Shennan - Isso ninguém sabe. Nossa idéia é estender
esse tipo de estudo para outras famílias do tronco Tupi, porque
o projeto só pode funcionar se for comparativo, exatamente como
o projeto linguístico. É preciso estudar ou a cerâmica
de hoje, onde as pessoas ainda a fazem, ou é preciso falar com
os velhos que ainda lembram como se fazia a cerâmica. Podemos perguntar
sobre as decorações, sobre as pastas da cerâmica,
sobre as palavras especiais da cerâmica, sobre a mitologia da cerâmica
nos diferentes grupos. Assim podemos construir um quadro mais amplo das
semelhanças e diferenças entre os grupos, comparar com as
semelhanças e diferenças lingüísticas.
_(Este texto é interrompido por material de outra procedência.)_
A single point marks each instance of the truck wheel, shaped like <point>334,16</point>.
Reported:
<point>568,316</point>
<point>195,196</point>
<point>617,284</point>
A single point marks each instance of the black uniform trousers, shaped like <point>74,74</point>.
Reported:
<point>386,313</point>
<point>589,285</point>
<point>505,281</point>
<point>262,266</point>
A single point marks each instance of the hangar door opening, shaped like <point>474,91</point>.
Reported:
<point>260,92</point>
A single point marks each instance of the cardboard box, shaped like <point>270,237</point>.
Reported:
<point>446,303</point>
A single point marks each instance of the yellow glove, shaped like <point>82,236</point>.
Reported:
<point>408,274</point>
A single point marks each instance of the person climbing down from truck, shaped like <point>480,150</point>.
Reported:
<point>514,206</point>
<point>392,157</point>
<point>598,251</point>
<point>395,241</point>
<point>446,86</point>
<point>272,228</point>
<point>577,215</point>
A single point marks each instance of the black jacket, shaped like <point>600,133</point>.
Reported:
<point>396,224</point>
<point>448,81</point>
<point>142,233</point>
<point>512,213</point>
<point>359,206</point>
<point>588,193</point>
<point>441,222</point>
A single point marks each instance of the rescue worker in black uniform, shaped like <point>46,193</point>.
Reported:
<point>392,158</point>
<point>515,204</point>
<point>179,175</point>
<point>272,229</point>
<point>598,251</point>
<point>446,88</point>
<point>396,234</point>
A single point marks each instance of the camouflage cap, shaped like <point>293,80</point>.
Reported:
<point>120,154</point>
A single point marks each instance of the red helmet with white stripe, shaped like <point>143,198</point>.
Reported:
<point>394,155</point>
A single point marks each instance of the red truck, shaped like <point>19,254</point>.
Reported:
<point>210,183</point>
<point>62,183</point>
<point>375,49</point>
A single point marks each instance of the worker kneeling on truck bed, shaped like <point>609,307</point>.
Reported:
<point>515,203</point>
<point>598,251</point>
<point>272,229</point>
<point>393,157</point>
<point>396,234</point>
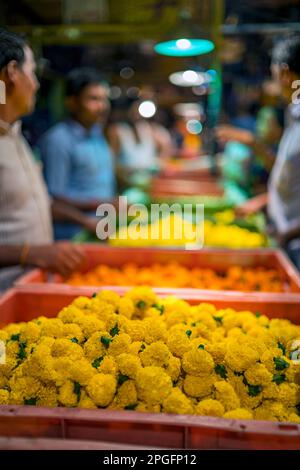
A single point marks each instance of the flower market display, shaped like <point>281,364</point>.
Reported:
<point>216,234</point>
<point>140,352</point>
<point>174,275</point>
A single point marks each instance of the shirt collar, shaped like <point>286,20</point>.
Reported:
<point>295,111</point>
<point>80,131</point>
<point>10,129</point>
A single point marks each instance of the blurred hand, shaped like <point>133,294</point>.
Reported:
<point>90,224</point>
<point>62,257</point>
<point>227,133</point>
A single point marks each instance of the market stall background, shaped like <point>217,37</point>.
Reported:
<point>118,37</point>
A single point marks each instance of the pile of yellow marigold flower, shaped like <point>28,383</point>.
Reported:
<point>140,352</point>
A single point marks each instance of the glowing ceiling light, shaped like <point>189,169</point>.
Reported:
<point>147,109</point>
<point>194,127</point>
<point>189,78</point>
<point>183,44</point>
<point>184,47</point>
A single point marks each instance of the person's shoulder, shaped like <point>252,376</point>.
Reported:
<point>59,131</point>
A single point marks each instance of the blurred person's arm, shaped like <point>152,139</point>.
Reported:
<point>253,205</point>
<point>163,141</point>
<point>62,257</point>
<point>56,161</point>
<point>228,133</point>
<point>123,174</point>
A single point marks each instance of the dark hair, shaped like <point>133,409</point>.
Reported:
<point>80,78</point>
<point>287,52</point>
<point>11,48</point>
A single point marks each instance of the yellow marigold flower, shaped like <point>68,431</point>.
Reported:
<point>210,407</point>
<point>24,389</point>
<point>82,371</point>
<point>136,329</point>
<point>197,362</point>
<point>61,369</point>
<point>126,394</point>
<point>250,395</point>
<point>3,381</point>
<point>102,388</point>
<point>258,374</point>
<point>7,368</point>
<point>70,314</point>
<point>142,298</point>
<point>86,402</point>
<point>94,348</point>
<point>236,334</point>
<point>109,297</point>
<point>129,364</point>
<point>4,397</point>
<point>67,395</point>
<point>217,351</point>
<point>52,327</point>
<point>90,324</point>
<point>120,344</point>
<point>108,366</point>
<point>101,309</point>
<point>155,330</point>
<point>126,307</point>
<point>238,413</point>
<point>64,347</point>
<point>285,393</point>
<point>155,354</point>
<point>267,359</point>
<point>174,368</point>
<point>40,364</point>
<point>4,336</point>
<point>136,347</point>
<point>13,328</point>
<point>71,331</point>
<point>199,387</point>
<point>177,402</point>
<point>48,397</point>
<point>152,313</point>
<point>240,358</point>
<point>231,320</point>
<point>205,315</point>
<point>30,332</point>
<point>176,313</point>
<point>218,335</point>
<point>226,395</point>
<point>292,373</point>
<point>81,302</point>
<point>263,335</point>
<point>178,343</point>
<point>294,418</point>
<point>145,380</point>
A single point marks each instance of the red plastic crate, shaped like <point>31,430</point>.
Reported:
<point>171,187</point>
<point>217,259</point>
<point>130,428</point>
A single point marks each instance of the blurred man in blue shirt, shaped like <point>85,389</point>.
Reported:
<point>78,164</point>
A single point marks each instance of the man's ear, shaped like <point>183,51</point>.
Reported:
<point>70,102</point>
<point>12,69</point>
<point>286,76</point>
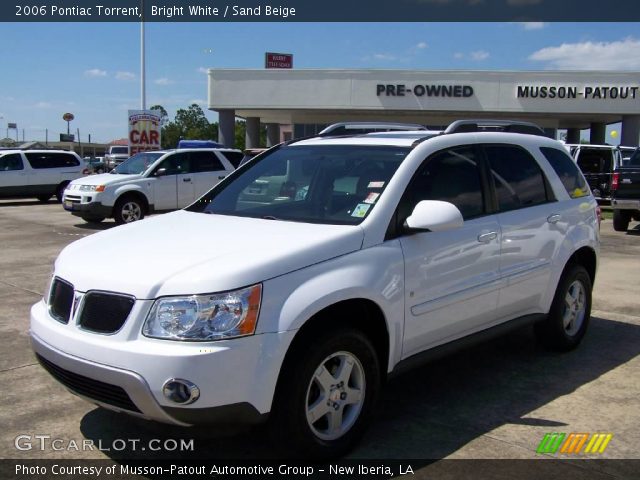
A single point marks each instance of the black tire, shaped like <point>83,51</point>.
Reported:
<point>60,191</point>
<point>128,209</point>
<point>93,220</point>
<point>621,220</point>
<point>567,323</point>
<point>298,386</point>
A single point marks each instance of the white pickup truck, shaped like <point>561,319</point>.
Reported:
<point>148,182</point>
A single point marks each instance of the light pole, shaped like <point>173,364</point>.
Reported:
<point>143,94</point>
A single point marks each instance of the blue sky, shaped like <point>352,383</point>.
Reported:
<point>93,69</point>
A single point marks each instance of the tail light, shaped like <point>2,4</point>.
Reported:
<point>614,181</point>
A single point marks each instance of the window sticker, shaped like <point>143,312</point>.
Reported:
<point>361,210</point>
<point>372,198</point>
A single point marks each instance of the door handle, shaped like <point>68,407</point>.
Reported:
<point>487,237</point>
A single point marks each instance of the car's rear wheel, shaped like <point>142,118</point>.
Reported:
<point>621,220</point>
<point>568,318</point>
<point>327,395</point>
<point>128,209</point>
<point>94,220</point>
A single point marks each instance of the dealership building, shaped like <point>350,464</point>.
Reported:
<point>295,103</point>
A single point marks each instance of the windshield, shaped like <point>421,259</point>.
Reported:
<point>137,164</point>
<point>334,184</point>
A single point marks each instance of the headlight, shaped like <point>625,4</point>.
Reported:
<point>91,188</point>
<point>205,317</point>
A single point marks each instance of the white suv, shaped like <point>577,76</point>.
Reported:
<point>148,182</point>
<point>297,285</point>
<point>38,173</point>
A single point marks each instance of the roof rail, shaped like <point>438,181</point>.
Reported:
<point>487,125</point>
<point>355,128</point>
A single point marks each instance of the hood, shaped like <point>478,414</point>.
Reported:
<point>190,253</point>
<point>104,179</point>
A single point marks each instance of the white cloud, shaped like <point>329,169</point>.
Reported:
<point>125,76</point>
<point>618,55</point>
<point>479,55</point>
<point>384,56</point>
<point>532,25</point>
<point>164,81</point>
<point>95,72</point>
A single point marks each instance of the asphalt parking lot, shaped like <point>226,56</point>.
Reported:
<point>494,401</point>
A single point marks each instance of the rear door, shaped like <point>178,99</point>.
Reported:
<point>14,176</point>
<point>532,225</point>
<point>452,278</point>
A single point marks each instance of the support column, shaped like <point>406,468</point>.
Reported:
<point>573,135</point>
<point>598,133</point>
<point>273,134</point>
<point>227,128</point>
<point>252,136</point>
<point>630,135</point>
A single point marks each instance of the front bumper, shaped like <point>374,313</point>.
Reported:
<point>84,206</point>
<point>125,372</point>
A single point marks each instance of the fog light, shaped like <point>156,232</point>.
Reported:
<point>181,391</point>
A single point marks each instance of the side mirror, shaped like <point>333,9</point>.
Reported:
<point>434,216</point>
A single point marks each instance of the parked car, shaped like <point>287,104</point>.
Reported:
<point>148,182</point>
<point>625,200</point>
<point>597,163</point>
<point>38,173</point>
<point>116,154</point>
<point>293,289</point>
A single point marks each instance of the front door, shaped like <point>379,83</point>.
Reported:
<point>451,278</point>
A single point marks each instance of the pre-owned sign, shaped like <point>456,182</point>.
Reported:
<point>144,131</point>
<point>278,60</point>
<point>402,90</point>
Da mesma
maneira como os lingüistas constroem árvores das relações
entre as línguas, podemos tentar construir árvores das relações
entre as cerâmicas dos diferentes grupos. Mas, claro, tudo isso
é presente. O problema, para os arqueólogos, é investigar
se é possível achar o mesmo tipo de cerâmica que esses
grupos ainda fazem hoje ou faziam no passado recente, no registro arqueológico
do passado. Para isso, é preciso fazer escavações
arqueológicas.
ComCiência
- Um dos povos com quem vocês pretendem trabalhar, os Karitiana,
poderão se beneficiar do estudo arqueológico para aumentar
suas terras?
Shennan - Exatamente. Os arqueólogos podem visitar essas supostas
aldeias antigas para confirmar que são, na verdade, aldeias antigas
dos índios [Karitiana]. Podem, por exemplo, colecionar amostras
de cerâmica e definir as fronteiras dos sítios das aldeias
antigas. É muito difícil encontrar os sítios arqueológicos
na mata, mas quando se encontra o sítio arqueológico, é
muito fácil reconhecer porque, além da cerâmica, existe
essa terra preta, que é uma evidência boa da ocupação
humana no passado. No ano passado, um cacique, que nasceu nesse lugar
que os Karitiana querem de volta, entrou na terra acompanhado por primos
e construiu uma casa tradicional. Quando chegamos, a casa tinha sido completamente
queimada por fazendeiros e parece que isso só aconteceu apenas
dois dias antes, porque ainda tinha fumaça lá. Foi trágico
ver os restos da casa.
ComCiência
- Esse tipo de conflito pode inviabilizar o projeto?
Shennan - É possível. Estou com medo que isso vá
tornar o projeto muito difícil, pelo menos com os Karitiana. Tem
outros lingüistas do Projeto Tupi Comparativo trabalhando com outros
grupos, talvez seja possível continuar o projeto trabalhando com
eles. Mas ainda não sei exatamente qual deve ser o próximo
passo.
ComCiência
- Que impacto o projeto pode causar nas teorias já existentes sobre
a dispersão dos povos Tupi?
Shennan - Eu acho que a única possibilidade de entender a origem
dos povos Tupi é fazer um projeto arqueológico ao lado do
projeto lingüístico. Deve haver uma contrapartida arqueológica
para esse projeto lingüístico. Senão, acho que vai
ser simplesmente impossível encontrar soluções para
os problemas das origens Tupi.
ComCiência
- Mas algumas teorias terão que ser revistas?
Shennan - Acho que ninguém aceita mais as teorias existentes.
Elas estão completamente inviabilizadas. E hoje em dia, não
existe uma alternativa. Acho que a única possibilidade de construir
uma alternativa é fazer um projeto desse tipo, com os arqueólogos
trabalhando junto com os lingüistas. E também fazendo etnoarqueologia,
essa arqueologia do presente, onde ainda é possível estudar
os sistemas de ensino e aprendizagem da cultura tradicional dos grupos.